Pero más allá de las políticas y los acuerdos internacionales, lo que realmente importa es la voluntad de reconocer la humanidad compartida que nos une a todos. Cada persona que migra tiene una historia, un rostro, una familia, y un sueño. Cuando permitimos que el miedo y el rechazo dicten nuestras acciones, no solo estamos fallando a esos individuos; estamos fallando a nosotros mismos como comunidad global.
Es crucial que cada uno de nosotros se pregunte: ¿Qué clase de mundo queremos construir? ¿Uno en el que las personas sean juzgadas y rechazadas por las circunstancias de su nacimiento, o uno en el que todos tengan la oportunidad de prosperar y vivir en paz? El drama humano de la migración nos recuerda que nuestra humanidad compartida debe estar en el centro de todas nuestras decisiones.
En mi experiencia, he aprendido que la verdadera fortaleza de una nación no se mide solo por su poder económico o militar, sino por su capacidad de mostrar compasión y solidaridad con los más vulnerables. Los países que abrazan la diversidad y apoyan a quienes buscan refugio no solo se enriquecen cultural y socialmente, sino que también fortalecen sus economías y su cohesión social.
En última instancia, gestionar la migración de manera humana y eficaz no es solo un imperativo moral, sino una oportunidad para construir un mundo más justo y equitativo. Es una tarea que requiere compromiso, cooperación y, sobre todo, un profundo sentido de responsabilidad compartida.
Debemos recordar que, en un mundo cada vez más interconectado, el bienestar de uno depende del bienestar de todos. Es momento de actuar con valentía y compasión, de unirnos como países y naciones, y de trabajar juntos para garantizar que nadie sea dejado atrás en la búsqueda de un futuro mejor.

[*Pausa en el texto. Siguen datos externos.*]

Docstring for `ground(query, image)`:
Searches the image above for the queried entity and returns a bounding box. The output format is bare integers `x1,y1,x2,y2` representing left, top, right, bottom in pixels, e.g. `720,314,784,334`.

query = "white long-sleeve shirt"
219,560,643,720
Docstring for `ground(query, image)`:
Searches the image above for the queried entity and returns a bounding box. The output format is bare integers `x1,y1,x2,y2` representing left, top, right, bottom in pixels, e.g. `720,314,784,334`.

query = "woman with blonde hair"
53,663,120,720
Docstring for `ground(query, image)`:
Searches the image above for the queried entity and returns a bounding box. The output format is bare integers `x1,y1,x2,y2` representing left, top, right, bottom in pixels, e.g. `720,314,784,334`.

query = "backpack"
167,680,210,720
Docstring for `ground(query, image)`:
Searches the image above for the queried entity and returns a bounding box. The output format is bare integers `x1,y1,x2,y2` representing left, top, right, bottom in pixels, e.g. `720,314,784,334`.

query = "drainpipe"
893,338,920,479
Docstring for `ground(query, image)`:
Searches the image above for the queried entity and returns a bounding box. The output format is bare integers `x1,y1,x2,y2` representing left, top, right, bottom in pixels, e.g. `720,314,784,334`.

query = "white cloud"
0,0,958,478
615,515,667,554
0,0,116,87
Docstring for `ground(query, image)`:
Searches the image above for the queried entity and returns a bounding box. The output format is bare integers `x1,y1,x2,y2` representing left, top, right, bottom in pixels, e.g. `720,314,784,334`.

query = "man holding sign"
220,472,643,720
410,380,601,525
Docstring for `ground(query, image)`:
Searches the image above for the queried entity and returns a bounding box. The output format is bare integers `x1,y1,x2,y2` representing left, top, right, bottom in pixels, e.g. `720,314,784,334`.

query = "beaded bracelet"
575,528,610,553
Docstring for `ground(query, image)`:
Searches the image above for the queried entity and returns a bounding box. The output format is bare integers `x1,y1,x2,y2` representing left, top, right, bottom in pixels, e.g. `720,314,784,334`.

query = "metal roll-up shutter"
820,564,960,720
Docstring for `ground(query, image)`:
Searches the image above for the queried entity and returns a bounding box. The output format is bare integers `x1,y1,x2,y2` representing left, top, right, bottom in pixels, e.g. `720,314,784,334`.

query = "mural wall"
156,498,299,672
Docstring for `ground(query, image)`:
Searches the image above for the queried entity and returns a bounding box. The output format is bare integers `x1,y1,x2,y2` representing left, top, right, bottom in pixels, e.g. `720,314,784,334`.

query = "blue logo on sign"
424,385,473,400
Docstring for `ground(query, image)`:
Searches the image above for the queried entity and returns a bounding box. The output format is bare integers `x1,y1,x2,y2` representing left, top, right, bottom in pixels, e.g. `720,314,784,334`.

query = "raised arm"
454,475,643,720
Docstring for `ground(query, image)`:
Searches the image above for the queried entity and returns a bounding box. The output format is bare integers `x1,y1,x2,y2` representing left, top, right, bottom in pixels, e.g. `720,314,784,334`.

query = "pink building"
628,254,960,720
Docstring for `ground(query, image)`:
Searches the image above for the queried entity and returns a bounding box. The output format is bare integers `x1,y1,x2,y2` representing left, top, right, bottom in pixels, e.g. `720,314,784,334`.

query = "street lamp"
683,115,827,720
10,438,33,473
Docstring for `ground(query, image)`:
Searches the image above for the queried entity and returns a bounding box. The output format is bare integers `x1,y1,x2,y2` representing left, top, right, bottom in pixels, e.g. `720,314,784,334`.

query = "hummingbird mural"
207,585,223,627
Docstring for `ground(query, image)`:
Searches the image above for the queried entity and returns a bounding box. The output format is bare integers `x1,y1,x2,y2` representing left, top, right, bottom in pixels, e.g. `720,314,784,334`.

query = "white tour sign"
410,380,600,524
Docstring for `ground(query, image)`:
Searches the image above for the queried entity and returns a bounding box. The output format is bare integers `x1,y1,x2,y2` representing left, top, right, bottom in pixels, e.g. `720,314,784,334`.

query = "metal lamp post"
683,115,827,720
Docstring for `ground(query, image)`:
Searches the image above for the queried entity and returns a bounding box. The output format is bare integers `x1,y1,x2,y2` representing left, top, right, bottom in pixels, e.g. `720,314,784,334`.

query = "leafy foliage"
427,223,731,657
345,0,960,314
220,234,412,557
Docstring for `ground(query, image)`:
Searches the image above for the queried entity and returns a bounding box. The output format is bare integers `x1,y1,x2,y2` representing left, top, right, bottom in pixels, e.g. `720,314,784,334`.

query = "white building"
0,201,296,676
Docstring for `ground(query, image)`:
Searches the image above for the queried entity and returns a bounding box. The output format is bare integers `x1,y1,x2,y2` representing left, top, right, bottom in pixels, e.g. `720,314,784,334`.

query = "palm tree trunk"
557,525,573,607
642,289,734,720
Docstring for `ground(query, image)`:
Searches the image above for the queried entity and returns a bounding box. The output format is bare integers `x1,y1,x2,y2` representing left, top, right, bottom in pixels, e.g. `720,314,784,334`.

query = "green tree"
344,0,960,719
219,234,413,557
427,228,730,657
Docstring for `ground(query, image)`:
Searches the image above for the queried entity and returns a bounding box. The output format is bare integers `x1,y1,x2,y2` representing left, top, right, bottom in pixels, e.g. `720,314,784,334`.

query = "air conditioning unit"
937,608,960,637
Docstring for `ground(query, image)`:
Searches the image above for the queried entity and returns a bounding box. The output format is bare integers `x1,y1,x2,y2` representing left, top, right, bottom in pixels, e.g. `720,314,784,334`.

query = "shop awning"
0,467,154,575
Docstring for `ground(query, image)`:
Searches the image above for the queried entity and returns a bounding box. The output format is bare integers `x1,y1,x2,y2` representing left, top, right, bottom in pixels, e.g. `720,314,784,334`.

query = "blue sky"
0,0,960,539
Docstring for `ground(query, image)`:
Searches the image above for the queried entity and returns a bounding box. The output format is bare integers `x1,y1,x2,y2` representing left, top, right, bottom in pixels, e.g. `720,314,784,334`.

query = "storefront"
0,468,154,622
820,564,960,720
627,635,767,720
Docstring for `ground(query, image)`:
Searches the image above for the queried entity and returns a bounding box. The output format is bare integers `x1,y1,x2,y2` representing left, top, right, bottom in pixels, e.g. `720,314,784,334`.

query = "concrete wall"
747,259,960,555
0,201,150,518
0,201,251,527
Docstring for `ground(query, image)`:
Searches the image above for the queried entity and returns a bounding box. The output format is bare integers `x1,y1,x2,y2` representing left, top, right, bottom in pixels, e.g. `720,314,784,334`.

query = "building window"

La migración es un desafío, sí, pero también es una oportunidad para demostrar lo mejor de nosotros como humanidad. No dejemos que el miedo y la indiferencia nos definan. En lugar de eso, construyamos juntos un futuro en el que la solidaridad, la justicia y la humanidad prevalezcan.
Mohamed Jamil Derbah
Asesor Especial del Primer Ministro de Guinea-Bisáu y Asesor Internacional de Países Africanos.